Collection types¶
User timeline¶
User timelines are collected using the GET statuses/user_timeline method.
User timelines are always requested using the user id. User ids never change, while a screen name can change. When you add users to a user timeline collection by screen name, Twarc-Cloud will lookup the user id.
The user id and screen name are stored in the collection configuration file. For example:
"users": {
"481186914": {
"screen_name": "justin_littman",
},
"12": {
"screen_name": "jack"
}
}
The user timeline method allows retrieving up to the last 2800 tweets for a user. Twarc-Cloud collects user timelines incrementally, meaning that the first time a harvest collects a user timeline, all available tweets are collected. In subsequent harvests, only new tweets are collected. The state is stored in the collection configuration file as well:
"users": {
"481186914": {
"screen_name": "justin_littman",
"since_id": "1101479829856149504"
}
}
In addition to retrieving the tweets for a user, Twarc-Cloud will retrieve information about the user using the
GET users/show method.
These are stored in the users.jsonl
file.
user_changes.json
provides any changes that were found for users such as a screen name being changed or an account being
deleted.
If a changed screen name is found, collection.json
will be updated with the new screen name.
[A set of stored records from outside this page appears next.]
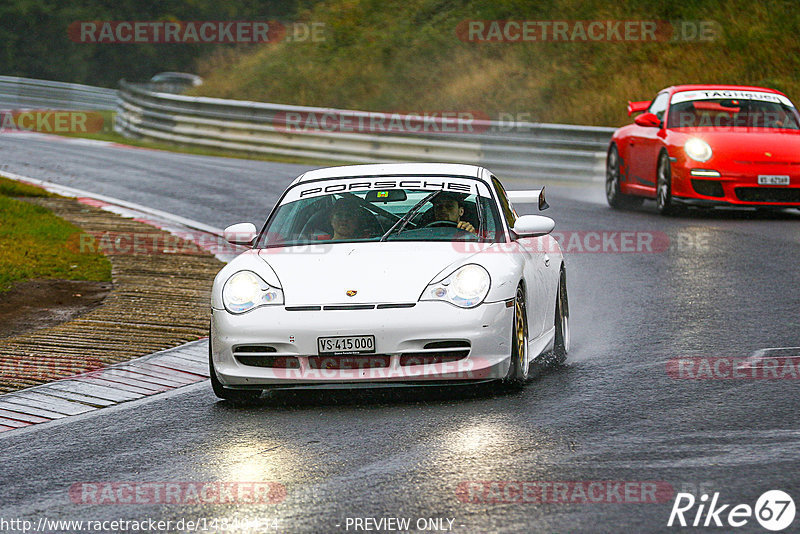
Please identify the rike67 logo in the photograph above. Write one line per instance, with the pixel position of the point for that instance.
(774, 511)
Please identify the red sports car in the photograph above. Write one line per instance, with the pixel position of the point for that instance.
(707, 145)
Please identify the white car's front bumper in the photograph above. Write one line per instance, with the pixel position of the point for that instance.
(292, 337)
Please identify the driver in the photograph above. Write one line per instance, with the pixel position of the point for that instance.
(450, 207)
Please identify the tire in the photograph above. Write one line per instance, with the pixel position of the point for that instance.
(664, 201)
(519, 370)
(233, 395)
(615, 198)
(562, 338)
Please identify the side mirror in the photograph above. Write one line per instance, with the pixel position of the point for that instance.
(533, 226)
(648, 120)
(241, 234)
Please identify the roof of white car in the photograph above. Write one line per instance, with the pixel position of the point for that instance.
(392, 169)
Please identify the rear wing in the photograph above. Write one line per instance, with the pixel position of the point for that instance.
(637, 107)
(531, 196)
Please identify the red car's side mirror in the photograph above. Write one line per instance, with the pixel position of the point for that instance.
(648, 119)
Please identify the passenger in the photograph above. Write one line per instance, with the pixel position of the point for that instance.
(450, 207)
(348, 220)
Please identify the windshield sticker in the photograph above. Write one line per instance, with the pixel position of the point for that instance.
(686, 96)
(352, 185)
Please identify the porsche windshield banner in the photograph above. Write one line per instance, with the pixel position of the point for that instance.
(685, 96)
(467, 186)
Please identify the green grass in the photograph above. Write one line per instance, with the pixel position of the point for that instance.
(34, 243)
(387, 55)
The delete_users_for
setting
in collection.json
will determine what happens if a user is deleted, suspended, or protected.
"delete_users_for": [
"protected",
"suspended",
"not_found"
]
If protected
is included and a user is found to be protected, the user will be removed from collection.json
. If
suspended
is included and a user is found to be suspended, the user will be removed. And if not_found
is included
and a user is not found, the user will be removed.
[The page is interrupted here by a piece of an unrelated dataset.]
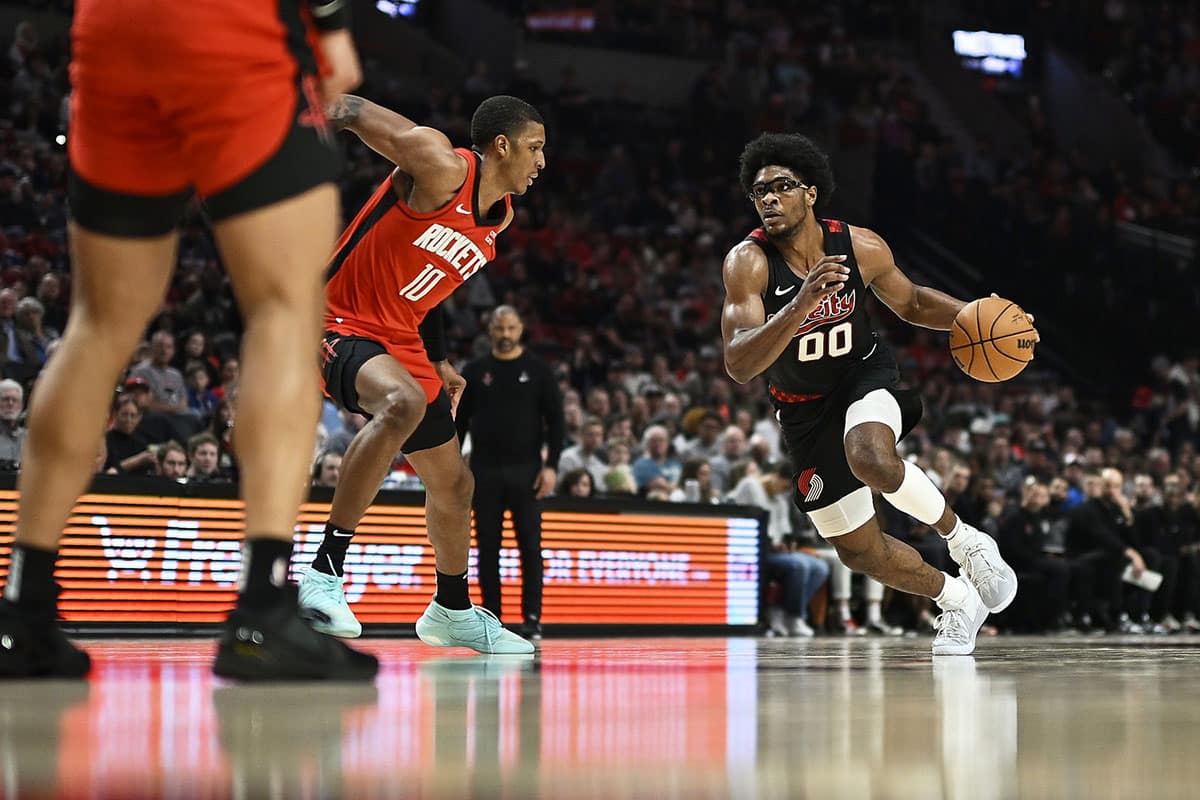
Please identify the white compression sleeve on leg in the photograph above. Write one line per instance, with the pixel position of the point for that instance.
(917, 495)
Users can be added to collection.json
using the following commands:
collection-config userids
: Add a list of provided user ids.collection-config userid-files
: Add a list of user ids contained in provided files.collection-config screennames
: Add a list of provided screen names.collection-config screenname-files
: Add a list of screen names contained in provided files.
For screen names, the @ is optional. Also, Twarc-Cloud will retrieve the user id for each screen name. This may take some time.
User timeline collections can be scheduled with the collection schedule
command and run once with the collection once
command.
Search¶
Searches are collected using the GET search/tweets.json method.
Search queries are stored in the collection configuration file. For example:
"search": {
"query": "stone OR mueller"
}
To limit the number of records collected per harvest, set max_records
. For example:
"search": {
"query": "stone OR mueller",
"max_records": "1000"
}
Twarc-Cloud collects searches incrementally, meaning that the first time a harvest collects a search, all available tweets are collected. Note that depending on the query, this initial harvest may take up to several days. In subsequent harvests, only new tweets are collected. The state is stored in the collection configuration file.
Search collections can be scheduled with the collection schedule
command and run once with the collection once
command.
Filter stream¶
Filter streams are collected using the POST statuses/filter method.
The filters for the filter stream are stored in the collection configuration file. For example:
{
"track": "mueller",
}
Filter streams run continuously. They are turned on by the filter start
command and stopped by the filter stop
command.
Alternatively, if max_records
is provided, a filter stream will stop after the specified number of tweets are collected.
For example:
{
"track": "mueller",
"max_records": "100000"
}
Twitter’s API limits keys to being used for only a single filter stream at a time. Twarc-Cloud does not enforce this limitation. If you use them for multiple filter stream collections, they will force each other to stop and mayhem will ensue.